Aoyuan on how to roll over China bond approvals

The Guangzhou-based property firm demonstrated the flexibility of China’s bond regulator, selling a bond after its approval had officially expired. Here is how it did it.

China Aoyuan was the first Asian issuer to tap the international bond markets this year, drawing impressive demand for its $250 million three-year note. By the end of marketing, the issuer had generated enough demand to sell the deal eight times over.

Successful deals tend to get plaudits for only a few days before they get replaced by the new hot issue. But China Aoyuan’s deal has continued to be discussed by investors and bankers. That is because the deal tested the boundaries of China’s notoriously hard-to-please bond regulators.

China Aoyuan came to the dollar bond market in January without official approval from the National Development and Reform Commission (NDRC), China’s powerful economic planning regulator. After bankers had spent much of December rushing their Chinese clients to the market, fearful that NDRC approvals would expire on December 31, China Aoyuan showed that a good relationship with the regulator can go a long way.

“To be the first issuer in the market this year, we needed to carefully manage expectations from our stakeholders and regulators,” Chan, head of corporate finance and investor relations at China Aoyuan, told FinanceAsia in an interview at the company’s harbourside offices in Tsim Sha Tsui.

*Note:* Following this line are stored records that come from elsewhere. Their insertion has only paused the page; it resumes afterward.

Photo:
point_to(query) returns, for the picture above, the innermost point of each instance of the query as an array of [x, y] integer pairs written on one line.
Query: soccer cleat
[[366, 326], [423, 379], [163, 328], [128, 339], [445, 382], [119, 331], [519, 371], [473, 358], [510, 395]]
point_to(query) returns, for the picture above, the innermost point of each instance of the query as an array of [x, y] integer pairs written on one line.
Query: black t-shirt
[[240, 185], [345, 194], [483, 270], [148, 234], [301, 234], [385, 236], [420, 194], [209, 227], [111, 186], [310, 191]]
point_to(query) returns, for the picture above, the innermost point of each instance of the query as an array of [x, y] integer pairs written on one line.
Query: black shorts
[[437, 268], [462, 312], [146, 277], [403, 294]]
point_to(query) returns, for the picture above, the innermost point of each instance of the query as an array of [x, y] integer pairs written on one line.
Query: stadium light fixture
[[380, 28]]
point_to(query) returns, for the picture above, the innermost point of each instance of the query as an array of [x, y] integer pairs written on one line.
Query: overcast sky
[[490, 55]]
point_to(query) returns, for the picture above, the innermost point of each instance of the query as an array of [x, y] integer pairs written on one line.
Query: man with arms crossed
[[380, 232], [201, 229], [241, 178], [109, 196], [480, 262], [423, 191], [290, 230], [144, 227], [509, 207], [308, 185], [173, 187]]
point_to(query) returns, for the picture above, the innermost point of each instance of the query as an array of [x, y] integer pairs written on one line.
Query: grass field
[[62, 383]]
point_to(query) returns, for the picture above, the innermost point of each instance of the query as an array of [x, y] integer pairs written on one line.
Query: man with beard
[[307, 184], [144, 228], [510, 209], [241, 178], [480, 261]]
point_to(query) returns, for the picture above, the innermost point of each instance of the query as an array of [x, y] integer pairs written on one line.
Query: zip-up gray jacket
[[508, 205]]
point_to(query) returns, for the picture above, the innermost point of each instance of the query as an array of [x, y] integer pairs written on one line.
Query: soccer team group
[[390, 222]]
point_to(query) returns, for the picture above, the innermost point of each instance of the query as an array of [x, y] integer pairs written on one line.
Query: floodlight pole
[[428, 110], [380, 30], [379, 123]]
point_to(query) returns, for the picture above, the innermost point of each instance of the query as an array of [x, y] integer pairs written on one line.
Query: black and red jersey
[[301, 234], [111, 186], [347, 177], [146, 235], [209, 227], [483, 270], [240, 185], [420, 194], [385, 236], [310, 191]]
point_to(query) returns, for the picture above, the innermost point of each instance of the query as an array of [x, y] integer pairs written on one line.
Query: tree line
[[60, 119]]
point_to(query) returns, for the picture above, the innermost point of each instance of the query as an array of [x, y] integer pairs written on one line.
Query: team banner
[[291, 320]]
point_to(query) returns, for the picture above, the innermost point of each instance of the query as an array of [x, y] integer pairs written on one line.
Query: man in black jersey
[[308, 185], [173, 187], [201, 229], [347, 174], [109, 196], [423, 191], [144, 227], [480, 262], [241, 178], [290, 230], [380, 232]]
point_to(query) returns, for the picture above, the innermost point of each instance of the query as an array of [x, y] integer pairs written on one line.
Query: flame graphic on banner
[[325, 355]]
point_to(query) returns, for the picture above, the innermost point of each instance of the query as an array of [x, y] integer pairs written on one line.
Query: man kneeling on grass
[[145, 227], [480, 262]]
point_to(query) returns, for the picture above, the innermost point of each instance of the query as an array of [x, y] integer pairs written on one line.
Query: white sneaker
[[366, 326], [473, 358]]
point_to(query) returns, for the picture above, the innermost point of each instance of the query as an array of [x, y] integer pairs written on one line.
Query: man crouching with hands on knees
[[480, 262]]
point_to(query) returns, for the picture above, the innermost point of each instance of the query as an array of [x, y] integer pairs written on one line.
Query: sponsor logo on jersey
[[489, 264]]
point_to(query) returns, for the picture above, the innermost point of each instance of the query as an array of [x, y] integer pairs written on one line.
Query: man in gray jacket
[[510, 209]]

China Aoyuan did not have explicit consent to sell a bond from the NDRC, Chan said. But the 36-year old, who described his experience in dealing with the regulator as  “constructive”, was able to get permission to roll his 2016 quota until early 2017.

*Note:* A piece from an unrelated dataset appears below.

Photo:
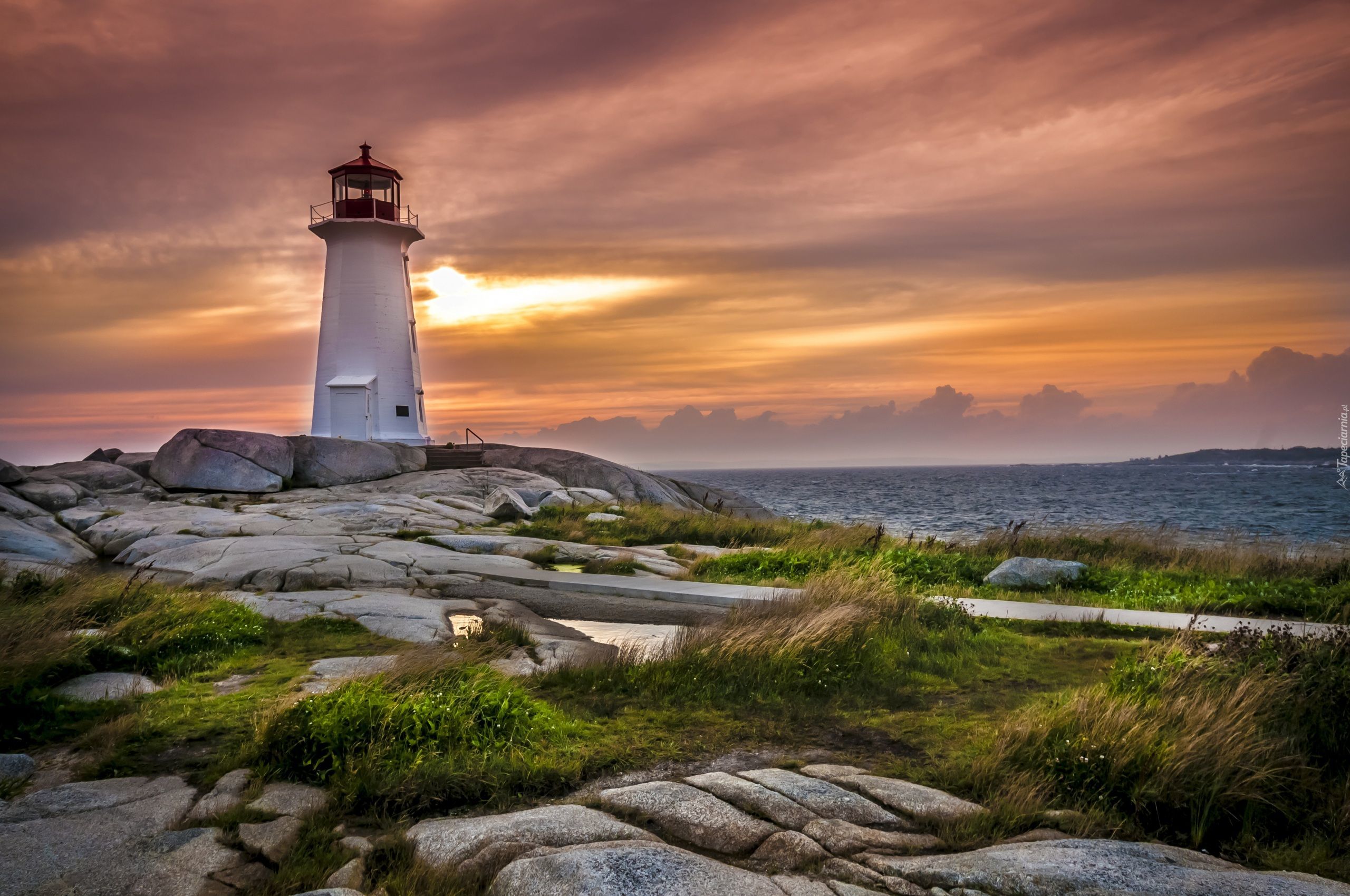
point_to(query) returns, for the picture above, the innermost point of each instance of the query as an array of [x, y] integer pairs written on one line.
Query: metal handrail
[[326, 212]]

“From what we understand from the NDRC, the officials want to get a clear picture of the use of proceeds from the debt sale,” Chan, formerly deputy head of the capital markets division at Agile Property, another Chinese property company.

Chan recommends that potential issuers make the effort to understand the pressures facing the regulators, being careful to avoid two hot button issues in particular.

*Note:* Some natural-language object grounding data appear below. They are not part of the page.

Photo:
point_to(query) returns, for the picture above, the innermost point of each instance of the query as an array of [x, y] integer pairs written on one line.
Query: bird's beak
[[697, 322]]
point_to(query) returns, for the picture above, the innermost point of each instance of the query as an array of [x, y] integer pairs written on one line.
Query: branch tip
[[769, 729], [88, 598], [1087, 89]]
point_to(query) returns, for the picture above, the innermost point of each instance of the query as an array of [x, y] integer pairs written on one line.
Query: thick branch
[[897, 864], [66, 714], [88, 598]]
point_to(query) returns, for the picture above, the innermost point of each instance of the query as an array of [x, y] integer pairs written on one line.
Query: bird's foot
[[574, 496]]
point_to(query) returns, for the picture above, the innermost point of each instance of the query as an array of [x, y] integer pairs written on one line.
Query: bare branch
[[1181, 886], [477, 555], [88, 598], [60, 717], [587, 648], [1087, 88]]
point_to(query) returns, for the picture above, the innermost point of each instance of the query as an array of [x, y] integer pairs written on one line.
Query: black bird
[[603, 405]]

"The renminbi weakness and capital outflow in China are part of their key concerns," Chan said. "You have to strike a compromise that shows your motive to issue an offshore dollar bond."

In most cases, Chinese issuers are given an annual quota telling them how much debt they can raise in a single year. Most issuers are unwilling to test quite how flexible the deadlines are for these quotas, but Aoyuan showed that was certainly an option.

After Aoyuan, at least two property developers — Yuzhou Properties and Guangzhou R&F — issued their dollar bonds under the 2016 quota, but Times Properties was able to get a quick 2017 quota before its $375 million deal on January 16.

China’s approval process for bonds leaves some issuers — and investors — scratching their heads. This is partly because several local debt market regulators are effectively in competition with one another. But it is also because a lot of regulatory guidance happens on an unofficial level, according to a senior DCM banker in Beijing.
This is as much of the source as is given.